D'autre part, il tend à faire en sorte que le nombre de salariés transférés soit compatible avec la viabilité économique de l’activité, ce qui permet de limiter les risques. Comme cela avait été indiqué à l’origine, il est précisé que les autres salariés seront affectés à d’autres emplois sur le port. Par conséquent, personne ne sera laissé sur le quai.
Telles sont les raisons pour lesquelles je suis donc particulièrement hostile à la suppression de cet article extrêmement important pour la protection des salariés.
M. le président. Je mets aux voix l’article 8.
(L’article 8 est adopté.)
Article 9
Une négociation entre les organisations professionnelles représentant les entreprises de manutention, les organisations professionnelles représentant les ports autonomes et les organisations syndicales représentatives des salariés des ports est engagée en vue de la signature, avant le 1er novembre 2008, d’un accord-cadre précisant les modalités selon lesquelles les contrats de travail des salariés des ports autonomes mentionnés à l’article 8 se poursuivent avec les entreprises de manutention, les modalités d’accompagnement social de la présente loi et les modalités d’information des salariés.

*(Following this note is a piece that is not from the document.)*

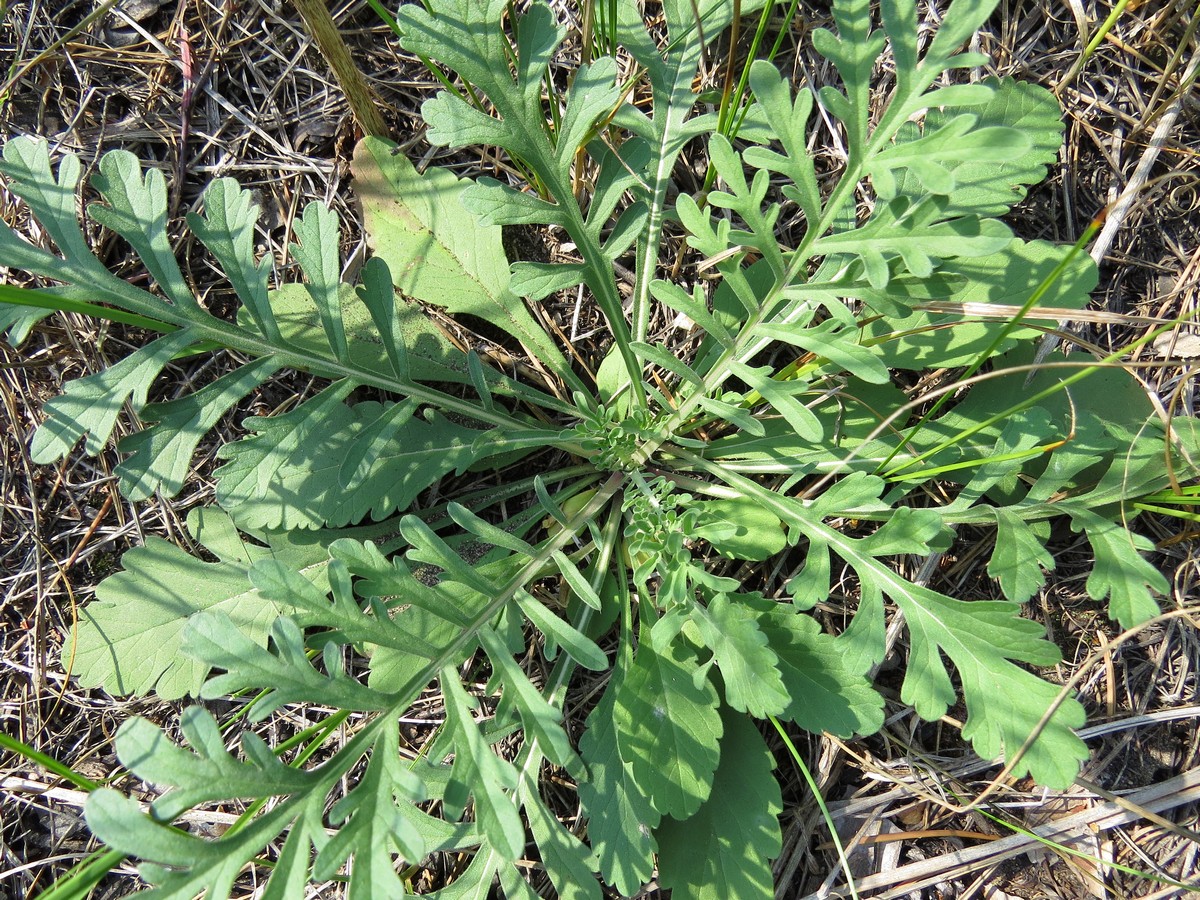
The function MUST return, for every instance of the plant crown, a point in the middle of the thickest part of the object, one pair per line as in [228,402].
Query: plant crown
[687,501]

Cet accord cadre comprend notamment :
- des mesures prises par le port afin de limiter pour le salarié les effets d’un éventuel licenciement économique par l’entreprise de manutention ;
- des actions en vue du reclassement interne des salariés sur des emplois relevant de la même catégorie d’emplois ou équivalents à ceux qu’ils occupent, des actions favorisant le reclassement externe aux ports, des actions de soutien à la création d’activités nouvelles ou à la reprise d’activités existantes par les salariés, des actions de formation, de validation des acquis de l’expérience ou de reconversion de nature à faciliter le reclassement interne ou externe des salariés sur des emplois équivalents.

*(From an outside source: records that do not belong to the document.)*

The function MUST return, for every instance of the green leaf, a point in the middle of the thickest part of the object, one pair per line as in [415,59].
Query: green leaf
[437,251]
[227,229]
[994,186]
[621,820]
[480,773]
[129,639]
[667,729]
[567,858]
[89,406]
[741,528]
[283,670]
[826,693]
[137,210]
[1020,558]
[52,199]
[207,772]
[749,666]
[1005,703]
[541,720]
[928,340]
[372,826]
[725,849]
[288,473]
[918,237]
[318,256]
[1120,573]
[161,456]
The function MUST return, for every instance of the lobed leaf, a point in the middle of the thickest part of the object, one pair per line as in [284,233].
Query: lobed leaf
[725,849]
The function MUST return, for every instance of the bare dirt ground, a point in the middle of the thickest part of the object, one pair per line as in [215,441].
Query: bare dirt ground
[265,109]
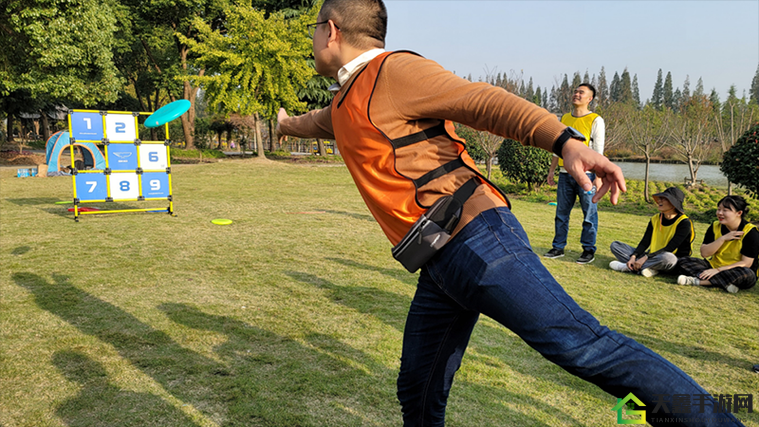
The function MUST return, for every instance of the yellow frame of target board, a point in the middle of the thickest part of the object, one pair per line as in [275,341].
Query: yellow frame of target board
[94,128]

Un décret, pris avant le 1er décembre 2008, rend obligatoires les dispositions de cet accord-cadre aux grands ports maritimes, aux entreprises de manutention et aux salariés des ports, à l’exclusion des clauses qui seraient en contradiction avec des dispositions légales.
Il peut également exclure les clauses pouvant être distraites de l’accord sans en modifier l’économie, mais ne répondant pas à la situation des ports et des entreprises de manutention. Il peut étendre, sous réserve de l’application des dispositions légales, les clauses incomplètes au regard de ces dispositions.

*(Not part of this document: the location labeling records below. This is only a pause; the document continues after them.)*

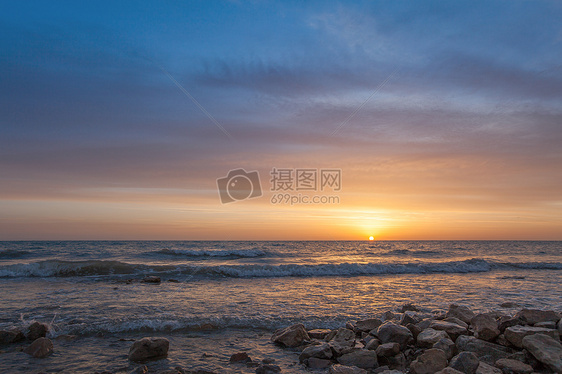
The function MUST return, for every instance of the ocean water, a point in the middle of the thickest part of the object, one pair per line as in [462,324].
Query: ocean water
[225,297]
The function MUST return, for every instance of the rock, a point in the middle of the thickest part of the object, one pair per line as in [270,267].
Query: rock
[485,351]
[319,333]
[151,279]
[533,316]
[447,346]
[546,325]
[362,358]
[368,324]
[37,330]
[318,351]
[409,308]
[484,368]
[343,369]
[388,315]
[388,349]
[465,362]
[428,337]
[509,366]
[449,370]
[409,318]
[149,349]
[372,344]
[291,336]
[344,338]
[40,348]
[390,332]
[461,312]
[452,329]
[318,363]
[11,336]
[429,362]
[545,349]
[268,369]
[485,327]
[240,357]
[515,334]
[456,321]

Si, à la date du 1er novembre 2008, aucun accord cadre n’a pu être conclu, les dispositions de l’article 10 s’appliquent.
M. le président. Je suis saisi de quatre amendements faisant l’objet d’une discussion commune.
L’amendement n° 43 rectifié, présenté par MM. Le Cam, Bret, Billout et Danglot, Mmes Didier et Terrade, M. Foucaud et les membres du groupe Communiste Républicain et Citoyen, est ainsi libellé :
Supprimer cet article.
La parole est à M. Gérard Le Cam.
M. Gérard Le Cam. Avec cet article 9, le Gouvernement nous propose, ni plus ni moins, de lui signer un « chèque en blanc », ou plutôt, devrais-je dire, d’autoriser légalement le patronat à imposer ses propres exigences aux salariés des ports concernés par l’article 8 du présent projet de loi.
Vous avez ensuite beau jeu de prétendre apporter aux salariés la protection qu’ils sont légitimement en droit d’attendre !
Je voudrais, à cet instant, citer des propos du rapporteur, qui ne manquent pas de sel si on les analyse du point de vue du vécu de milliers de nos concitoyens : « Ce dernier point correspond à une attente forte des agents des ports, qui souhaitent à la fois des garanties pour les agents intégrant un opérateur et la prise en compte de l’évolution de la situation des agents demeurant dans le port. »
Ainsi, selon vous, monsieur le rapporteur, l’ouverture de négociations devant déboucher sur la conclusion d’un accord cadre serait de nature à offrir aux salariés transférés les garanties exigées. Dire cela, c’est oublier le contexte économique et social dans lequel ces négociations devront s’entamer. Comment ignorer en effet qu’il existe, en raison de la situation de subordination des salariés à l’égard des employeurs et des circonstances économiques, un déséquilibre qui fragilise les salariés ? Chacun se souvient du chantage – il n’y a pas d’autre mot ! – exercé par l’entreprise Peugeot, qui n’a pas hésité à conditionner le maintien de l’emploi à un recul social : le renoncement aux 35 heures.
Comment, alors, ne pas juger votre proposition illusoire ? N’y voyez pas un quelconque doute quant à la capacité des organisations syndicales de défendre les intérêts des salariés, mais nous n’ignorons ni la capacité du patronat de se mobiliser ni celle du Gouvernement de l’aider à obtenir satisfaction.
Comment analyser votre proposition d’une négociation après transfert, avec une échéance fixée à moins de six mois –durée que le Gouvernement nous proposera d’allonger par le biais d’un prochain amendement –, autrement que comme la traduction d’une volonté de réunir toutes les conditions pour que les différentes parties ne parviennent pas à un accord ?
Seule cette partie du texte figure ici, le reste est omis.